Vârânacî, cité de crémations.
L’équipe de la morgue referme la glissière des housses noires. Des sirènes retentissent dans la rue : les pompiers s’en vont. L’endroit relève désormais des forces de sécurité, le Ministère venant en fin de liste. Des types de la police scientifique passent tout près de M. Nanda en enregistrant des vidéos sur leurs palmeurs. Il empiète sur la juridiction d’un autre. M. Nanda a sa propre et confortable méthodologie : pour lui, simple observation et exercice d’imagination suffisent à produire des idées et des intuitions qui pourraient échapper à jamais aux procédures de police.
Le premier des sens qu’agresse le crime, c’est l’odorat. De l’entrée, M. Nanda sent la viande brûlée ainsi que l’odeur douce, étouffante et huileuse du plastique fondu. La puanteur surpasse à tel point ce que lui rapportent ses autres sens que M. Nanda doit se concentrer pour en extraire des informations. Il écarquille les narines, à la recherche d’indices, de contradictions, d’une subtile incohérence qui pourrait lui suggérer ce qui s’est passé là. Un défaut électrique dans un des nombreux ordinateurs, a aussitôt suggéré le spécialiste en incendies. Arrive-t-il à détecter ce fourmillement d’énergie caractéristique dans le mélange ?
Le deuxième sens est la vue. Ce qu’il a vu à son arrivée sur les lieux ? Une double porte forcée par les appareils hydrauliques des pompiers, l’extérieure étant une porte d’appartement standard, l’intérieure, en lourd métal vert, résistante et barrée, ses loquets voilés par les vérins des pompiers. Ils n’arrivaient pas à ouvrir la porte ? Ils ont été piégés par leur propre sécurité ? La peinture a brûlé à travers la porte intérieure, métal noirci à nu. Procédons. Un petit couloir, le salon, les chambres dont ils se servaient comme ferme de mémoire. La cuisine : des squelettes de placards et d’étagères aux murs, la mélamine détachée, mais l’aggloméré intact. L’aggloméré survit. Cendre et noirceur, choses fusionnées en d’autres. Les fenêtres ont été soufflées vers l’intérieur. Une chute de pression ? Le feu a presque dû s’étouffer lui-même. Il aurait dégagé de la fumée noire. Asphyxié les occupants avant que les fenêtres implosent et que de l’oxygène frais attise le djinn du feu. Des restes fondus de lecteurs informatiques coulent l’un dans l’autre. Vikram sauvera ce qui peut être sauvé.
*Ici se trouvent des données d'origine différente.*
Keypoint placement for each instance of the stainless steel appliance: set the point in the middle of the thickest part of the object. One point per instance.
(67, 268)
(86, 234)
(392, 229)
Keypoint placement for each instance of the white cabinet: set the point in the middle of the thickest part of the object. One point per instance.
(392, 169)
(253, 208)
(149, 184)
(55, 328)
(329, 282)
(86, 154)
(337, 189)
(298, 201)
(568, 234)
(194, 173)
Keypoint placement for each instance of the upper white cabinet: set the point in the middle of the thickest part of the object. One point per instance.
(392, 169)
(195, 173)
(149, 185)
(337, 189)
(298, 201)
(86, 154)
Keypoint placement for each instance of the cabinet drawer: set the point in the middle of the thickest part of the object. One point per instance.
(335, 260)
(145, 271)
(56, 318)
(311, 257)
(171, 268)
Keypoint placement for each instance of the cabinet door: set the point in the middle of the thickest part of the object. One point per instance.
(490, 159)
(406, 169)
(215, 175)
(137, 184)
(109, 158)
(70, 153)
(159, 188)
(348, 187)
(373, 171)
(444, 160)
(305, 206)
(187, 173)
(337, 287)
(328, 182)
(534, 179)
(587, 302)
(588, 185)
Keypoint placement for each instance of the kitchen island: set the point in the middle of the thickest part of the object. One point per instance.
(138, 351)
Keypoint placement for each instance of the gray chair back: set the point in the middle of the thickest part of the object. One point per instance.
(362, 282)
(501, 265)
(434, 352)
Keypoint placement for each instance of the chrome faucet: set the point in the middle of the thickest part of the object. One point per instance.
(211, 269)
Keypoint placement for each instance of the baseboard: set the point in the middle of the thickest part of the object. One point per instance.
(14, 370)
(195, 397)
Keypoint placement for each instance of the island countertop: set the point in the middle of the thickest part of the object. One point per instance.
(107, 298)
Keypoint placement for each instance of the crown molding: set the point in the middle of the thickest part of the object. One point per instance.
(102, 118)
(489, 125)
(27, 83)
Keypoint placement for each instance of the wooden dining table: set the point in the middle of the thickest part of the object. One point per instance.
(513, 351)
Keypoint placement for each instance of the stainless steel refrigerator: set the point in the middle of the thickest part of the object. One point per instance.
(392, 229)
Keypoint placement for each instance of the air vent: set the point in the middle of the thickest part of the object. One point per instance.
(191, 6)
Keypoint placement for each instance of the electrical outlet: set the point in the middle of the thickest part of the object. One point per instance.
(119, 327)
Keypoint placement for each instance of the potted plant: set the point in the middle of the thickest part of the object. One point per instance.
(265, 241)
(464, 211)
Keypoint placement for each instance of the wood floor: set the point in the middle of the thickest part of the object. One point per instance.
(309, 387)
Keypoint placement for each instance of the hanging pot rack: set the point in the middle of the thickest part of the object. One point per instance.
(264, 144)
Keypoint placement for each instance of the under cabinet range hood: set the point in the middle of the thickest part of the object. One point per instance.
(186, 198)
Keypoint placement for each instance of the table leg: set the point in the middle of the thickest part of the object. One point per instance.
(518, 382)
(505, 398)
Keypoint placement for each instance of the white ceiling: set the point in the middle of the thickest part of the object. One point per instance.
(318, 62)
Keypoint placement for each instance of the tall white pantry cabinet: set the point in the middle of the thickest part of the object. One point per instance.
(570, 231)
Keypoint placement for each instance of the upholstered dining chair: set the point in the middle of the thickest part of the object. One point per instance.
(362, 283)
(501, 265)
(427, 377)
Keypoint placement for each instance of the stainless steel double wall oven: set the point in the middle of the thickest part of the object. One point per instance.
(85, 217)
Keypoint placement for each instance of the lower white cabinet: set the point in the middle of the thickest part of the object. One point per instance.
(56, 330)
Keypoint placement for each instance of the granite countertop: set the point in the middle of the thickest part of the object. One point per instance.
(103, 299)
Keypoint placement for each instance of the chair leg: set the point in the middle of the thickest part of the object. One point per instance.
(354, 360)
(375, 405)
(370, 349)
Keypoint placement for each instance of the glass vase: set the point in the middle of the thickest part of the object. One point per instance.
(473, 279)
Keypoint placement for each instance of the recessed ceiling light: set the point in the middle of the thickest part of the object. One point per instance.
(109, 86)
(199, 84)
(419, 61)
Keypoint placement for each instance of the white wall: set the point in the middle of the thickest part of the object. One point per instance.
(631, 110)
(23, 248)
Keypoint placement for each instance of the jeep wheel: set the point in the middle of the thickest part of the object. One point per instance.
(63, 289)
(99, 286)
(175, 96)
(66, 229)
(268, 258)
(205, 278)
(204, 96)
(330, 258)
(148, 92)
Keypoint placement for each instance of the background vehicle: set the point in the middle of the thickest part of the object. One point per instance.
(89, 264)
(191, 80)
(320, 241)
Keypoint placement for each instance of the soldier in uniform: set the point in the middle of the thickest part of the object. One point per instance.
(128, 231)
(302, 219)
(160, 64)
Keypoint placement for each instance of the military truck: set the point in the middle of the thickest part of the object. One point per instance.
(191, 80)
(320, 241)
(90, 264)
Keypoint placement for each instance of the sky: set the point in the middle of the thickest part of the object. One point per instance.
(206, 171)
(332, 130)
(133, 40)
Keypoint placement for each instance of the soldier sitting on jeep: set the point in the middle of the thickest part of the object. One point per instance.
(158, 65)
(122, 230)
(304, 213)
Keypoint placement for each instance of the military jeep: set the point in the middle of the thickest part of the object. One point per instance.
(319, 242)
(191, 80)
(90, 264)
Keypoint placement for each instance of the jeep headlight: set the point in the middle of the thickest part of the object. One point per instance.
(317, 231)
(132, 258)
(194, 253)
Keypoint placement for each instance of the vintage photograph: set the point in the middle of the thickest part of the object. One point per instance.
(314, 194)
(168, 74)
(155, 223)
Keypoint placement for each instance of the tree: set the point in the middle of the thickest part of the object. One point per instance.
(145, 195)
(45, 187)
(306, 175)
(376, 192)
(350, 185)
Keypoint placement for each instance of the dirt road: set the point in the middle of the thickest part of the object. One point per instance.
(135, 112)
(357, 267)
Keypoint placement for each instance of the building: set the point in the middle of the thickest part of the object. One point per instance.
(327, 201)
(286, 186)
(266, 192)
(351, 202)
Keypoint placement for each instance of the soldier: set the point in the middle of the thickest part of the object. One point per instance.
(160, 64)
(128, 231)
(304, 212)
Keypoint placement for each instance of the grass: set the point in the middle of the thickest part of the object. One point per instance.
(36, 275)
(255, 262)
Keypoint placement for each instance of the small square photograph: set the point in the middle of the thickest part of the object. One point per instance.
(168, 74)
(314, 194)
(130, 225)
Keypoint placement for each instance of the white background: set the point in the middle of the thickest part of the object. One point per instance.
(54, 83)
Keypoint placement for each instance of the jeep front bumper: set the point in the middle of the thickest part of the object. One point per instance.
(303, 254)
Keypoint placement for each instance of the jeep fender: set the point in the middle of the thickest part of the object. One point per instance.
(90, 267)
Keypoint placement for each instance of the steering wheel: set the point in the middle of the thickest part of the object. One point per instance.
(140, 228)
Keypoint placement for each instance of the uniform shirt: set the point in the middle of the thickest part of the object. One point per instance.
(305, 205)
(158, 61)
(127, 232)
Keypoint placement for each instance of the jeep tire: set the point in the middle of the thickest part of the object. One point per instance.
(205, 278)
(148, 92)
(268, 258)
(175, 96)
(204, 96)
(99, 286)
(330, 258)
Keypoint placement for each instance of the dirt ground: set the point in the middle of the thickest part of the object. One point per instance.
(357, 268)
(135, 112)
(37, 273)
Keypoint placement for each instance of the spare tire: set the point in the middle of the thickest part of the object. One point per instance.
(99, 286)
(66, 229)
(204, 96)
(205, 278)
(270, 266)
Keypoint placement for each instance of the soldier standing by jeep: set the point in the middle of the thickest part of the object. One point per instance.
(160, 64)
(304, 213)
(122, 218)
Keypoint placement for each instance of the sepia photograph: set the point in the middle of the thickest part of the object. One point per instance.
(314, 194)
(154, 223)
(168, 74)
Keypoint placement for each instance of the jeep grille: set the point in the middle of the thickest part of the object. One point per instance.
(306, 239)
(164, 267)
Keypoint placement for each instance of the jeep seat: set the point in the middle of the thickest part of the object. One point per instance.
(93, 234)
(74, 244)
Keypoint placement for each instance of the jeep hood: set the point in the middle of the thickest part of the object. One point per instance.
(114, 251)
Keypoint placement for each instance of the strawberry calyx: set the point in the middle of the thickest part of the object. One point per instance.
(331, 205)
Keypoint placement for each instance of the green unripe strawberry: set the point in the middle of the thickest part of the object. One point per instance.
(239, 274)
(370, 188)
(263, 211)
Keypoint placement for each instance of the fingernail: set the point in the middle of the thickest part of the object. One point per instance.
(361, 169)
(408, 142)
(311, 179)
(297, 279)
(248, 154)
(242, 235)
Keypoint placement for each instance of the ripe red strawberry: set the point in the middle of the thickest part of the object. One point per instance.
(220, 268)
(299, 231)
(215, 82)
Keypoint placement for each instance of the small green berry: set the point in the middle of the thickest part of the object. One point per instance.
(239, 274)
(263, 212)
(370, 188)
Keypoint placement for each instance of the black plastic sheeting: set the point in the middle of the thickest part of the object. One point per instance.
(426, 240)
L’ouïe. Malgré les trois mille personnes vivant dans cet ensemble d’appartements, il règne à l’étage de l’incendie un silence absolu. Sans même le murmure d’une radio laissée par mégarde allumée. Les pompiers ont levé leur cordon de sécurité, mais les habitants montrent peu d’enthousiasme à regagner leurs foyers. Selon certaines rumeurs, l’incendie serait dû à une attaque des Awadhîs désireux de venger le massacre au shatabdi. Les occupants des deux appartements voisins ne savent que ce qui s’est passé lorsque le mur mitoyen est devenu brûlant et que la peinture a commencé à se cloquer.
Le toucher. La saleté graisseuse de la suie se coagulant dans l’atmosphère. Une toile d’araignée noire atterrit sur la manche de M. Nanda. Il va pour l’essuyer, mais se rappelle qu’elle est constituée à dix pour cent de graisse humaine.